Your AI Isn't “Wrong”; It Never Knew.
This is part one of three posts on using AI for research-heavy knowledge work. Stay tuned!
A friend of mine, a theoretical physicist, recently told me that when he asks AI about topics he's familiar with, it "often makes conceptual errors and presents them with complete confidence." And when he asks about topics he's not familiar with, it gives great-sounding answers where the errors are harder to catch.
He's not wrong. But his framing reveals a common trap: the assumption that the AI knows things and occasionally gets them wrong. That's not what's happening.

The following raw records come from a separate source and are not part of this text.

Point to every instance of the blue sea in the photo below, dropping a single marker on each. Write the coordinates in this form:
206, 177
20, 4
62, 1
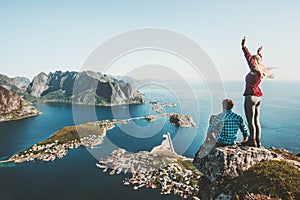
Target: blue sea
76, 177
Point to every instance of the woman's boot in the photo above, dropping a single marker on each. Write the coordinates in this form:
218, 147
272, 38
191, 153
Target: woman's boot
258, 144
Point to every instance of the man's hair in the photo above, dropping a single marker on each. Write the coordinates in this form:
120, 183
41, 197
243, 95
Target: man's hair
227, 104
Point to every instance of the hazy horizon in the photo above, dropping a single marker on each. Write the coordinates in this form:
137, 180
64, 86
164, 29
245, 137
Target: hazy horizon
51, 35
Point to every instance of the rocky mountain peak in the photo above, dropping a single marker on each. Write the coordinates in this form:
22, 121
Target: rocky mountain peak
12, 106
83, 87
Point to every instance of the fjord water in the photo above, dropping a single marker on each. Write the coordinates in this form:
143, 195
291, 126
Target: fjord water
76, 176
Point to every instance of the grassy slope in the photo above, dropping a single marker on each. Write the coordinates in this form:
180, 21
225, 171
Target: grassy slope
279, 179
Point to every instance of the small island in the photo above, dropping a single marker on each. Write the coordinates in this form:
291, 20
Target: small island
161, 168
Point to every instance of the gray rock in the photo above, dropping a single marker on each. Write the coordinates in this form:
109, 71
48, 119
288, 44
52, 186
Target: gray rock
83, 87
12, 106
181, 120
231, 161
21, 82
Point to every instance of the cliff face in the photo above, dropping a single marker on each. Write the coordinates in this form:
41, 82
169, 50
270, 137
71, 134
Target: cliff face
240, 171
83, 87
9, 83
21, 82
12, 106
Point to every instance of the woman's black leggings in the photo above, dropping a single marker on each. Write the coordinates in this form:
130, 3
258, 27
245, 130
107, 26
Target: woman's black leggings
252, 111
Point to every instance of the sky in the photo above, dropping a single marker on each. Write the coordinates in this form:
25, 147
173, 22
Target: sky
54, 35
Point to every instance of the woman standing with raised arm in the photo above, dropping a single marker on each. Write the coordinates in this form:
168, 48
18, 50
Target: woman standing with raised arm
253, 93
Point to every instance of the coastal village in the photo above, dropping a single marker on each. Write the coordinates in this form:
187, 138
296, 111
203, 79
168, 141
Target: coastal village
161, 168
57, 146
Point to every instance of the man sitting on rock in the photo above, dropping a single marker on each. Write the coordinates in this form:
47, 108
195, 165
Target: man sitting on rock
226, 124
222, 130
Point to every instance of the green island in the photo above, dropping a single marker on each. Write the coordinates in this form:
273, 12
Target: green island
161, 168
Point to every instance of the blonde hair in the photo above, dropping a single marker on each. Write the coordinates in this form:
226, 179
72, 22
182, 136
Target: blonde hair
259, 67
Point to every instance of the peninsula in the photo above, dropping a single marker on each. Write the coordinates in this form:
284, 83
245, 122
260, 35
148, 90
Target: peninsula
161, 168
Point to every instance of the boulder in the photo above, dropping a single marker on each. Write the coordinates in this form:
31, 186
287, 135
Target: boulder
231, 161
181, 120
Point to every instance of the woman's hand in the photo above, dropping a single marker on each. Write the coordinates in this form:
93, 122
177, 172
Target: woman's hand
259, 50
243, 42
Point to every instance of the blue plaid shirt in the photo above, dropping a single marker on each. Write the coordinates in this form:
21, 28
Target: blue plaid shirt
226, 125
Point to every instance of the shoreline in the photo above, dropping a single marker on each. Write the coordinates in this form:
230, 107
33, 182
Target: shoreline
22, 117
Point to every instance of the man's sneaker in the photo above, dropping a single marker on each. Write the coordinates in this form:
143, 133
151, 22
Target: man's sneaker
258, 144
250, 143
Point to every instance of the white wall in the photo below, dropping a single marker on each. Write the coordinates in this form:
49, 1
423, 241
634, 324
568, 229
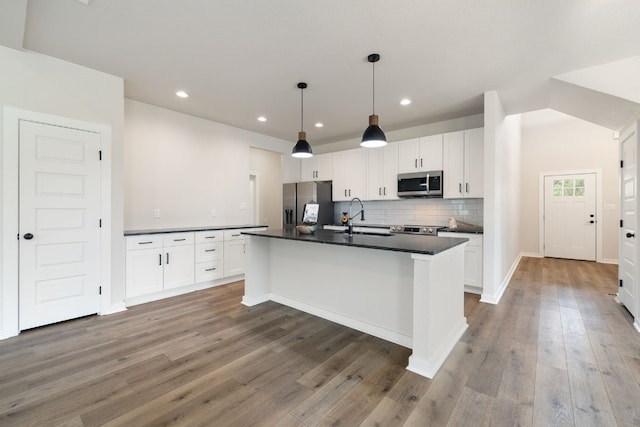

Here's a better mental model. Imagine a student who didn't do the assigned reading. The professor asks a question. The student doesn't say "I don't know." Instead, they cobble together a response from half-remembered lecture fragments and the general shape of what a good answer sounds like. Sometimes they nail it. Sometimes they don't. But they have no idea which is which.
That's your AI.
Large language models don't retrieve facts from a knowledge base.* They predict what words are likely to follow other words, based on statistical patterns in their training data. When the question sits squarely within well-trodden territory, the statistically likely answer and the correct answer tend to overlap. When it doesn't, like when you're asking about niche research, recent developments, or subtle conceptual distinctions, the model keeps generating plausible-sounding text. It just stops being right.
This is why the term "hallucination" bugs me. It implies a malfunction: the AI was operating normally, and then briefly lost its grip on reality. But that's not what’s happening. The AI never had a grip on reality. It produces plausible text. Sometimes, plausible text happens to be true. The architecture is the same either way.
The practical upshot? Don’t treat AI like an oracle that occasionally glitches, and treat it like a fast, articulate collaborator that has read a lot but understood less than you think.
If you're an expert in the field you're asking about, you have a built-in fact-checker: your own knowledge. Use AI to draft, rephrase, and explore, but verify anything that matters. If you're not an expert, that's exactly where the danger lies. The output reads just as confidently whether it's right or wrong, and you don't have the filter to tell the difference.
The confidence isn't a feature or a bug. It's the only mode the machine has.
*If they do, it’s because extra engineering work has gone into appropriate retrieval systems.